Protected Cell Companies

All firms wishing to establish as a Protected Cell Company (PCC) are required to comply with the Protected Cell Companies Act 2001 (the Act).

As per Section 11 of the Act, consent of the Chief Executive Officer is required for the establishment of a PCC. Consent may only be granted if the firm is, or will be:

  • An Insurance Company, licensed under the Financial Services (Insurance Companies) Act;
  • A Collective Investment Scheme, licensed under the Financial Services (Collective Investment Schemes) Act; or
  • Established principally for the purposes of issuing bonds, notes or loan or other debt securities or instruments, secured or unsecured, in respect of which the repayment of capital and interest is to be funded from the company‚Äôs investments.

Therefore any firm wishing to establish as a PCC should submit a formal request to the GFSC for consideration.
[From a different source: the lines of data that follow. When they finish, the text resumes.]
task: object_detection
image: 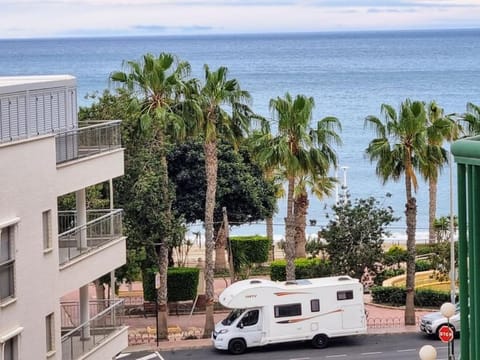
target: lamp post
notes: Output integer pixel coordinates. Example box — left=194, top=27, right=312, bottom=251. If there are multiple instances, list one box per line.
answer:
left=449, top=152, right=455, bottom=304
left=440, top=303, right=456, bottom=360
left=418, top=345, right=437, bottom=360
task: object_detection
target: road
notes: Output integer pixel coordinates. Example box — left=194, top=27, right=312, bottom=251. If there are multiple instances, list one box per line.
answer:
left=117, top=333, right=460, bottom=360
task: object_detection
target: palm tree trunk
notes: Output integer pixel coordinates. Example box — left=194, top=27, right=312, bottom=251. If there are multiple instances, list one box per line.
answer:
left=294, top=193, right=308, bottom=258
left=203, top=140, right=218, bottom=338
left=405, top=169, right=417, bottom=325
left=215, top=226, right=227, bottom=270
left=266, top=216, right=275, bottom=261
left=157, top=241, right=168, bottom=340
left=285, top=177, right=295, bottom=281
left=428, top=177, right=437, bottom=244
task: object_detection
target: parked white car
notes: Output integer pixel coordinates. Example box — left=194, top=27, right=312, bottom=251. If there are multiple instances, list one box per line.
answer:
left=420, top=304, right=460, bottom=338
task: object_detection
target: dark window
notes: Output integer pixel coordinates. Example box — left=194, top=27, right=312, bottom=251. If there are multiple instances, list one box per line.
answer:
left=273, top=303, right=302, bottom=317
left=241, top=310, right=259, bottom=326
left=337, top=290, right=353, bottom=300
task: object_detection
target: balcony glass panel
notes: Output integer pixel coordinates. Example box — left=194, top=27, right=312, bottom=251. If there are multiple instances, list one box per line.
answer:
left=61, top=300, right=124, bottom=360
left=58, top=209, right=123, bottom=265
left=55, top=120, right=122, bottom=164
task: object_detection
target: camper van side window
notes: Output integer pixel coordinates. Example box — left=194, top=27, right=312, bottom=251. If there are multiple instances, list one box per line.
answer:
left=273, top=303, right=302, bottom=317
left=337, top=290, right=353, bottom=300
The request should include the following:

  • Details on the proposed activity;
  • Details on the proposed licence to be sought (if applicable);
  • How the firm complies with Section 11 of the Act; and
  • By when an application should be expected (if applicable).

If successful, the approval granted by the GFSC will be subject to the following:

  • An application being submitted to the GFSC within 3 months;
  • If the application is not received within 3 months the firm will be required to de-register the legal entity, or convert to another legal type, within 5 days of the end of the 3 months; and
  • If the application is unsuccessful, the firm will be required to de-register the legal entity, or convert to another legal type, within 5 working days as from the point of communication from the GFSC.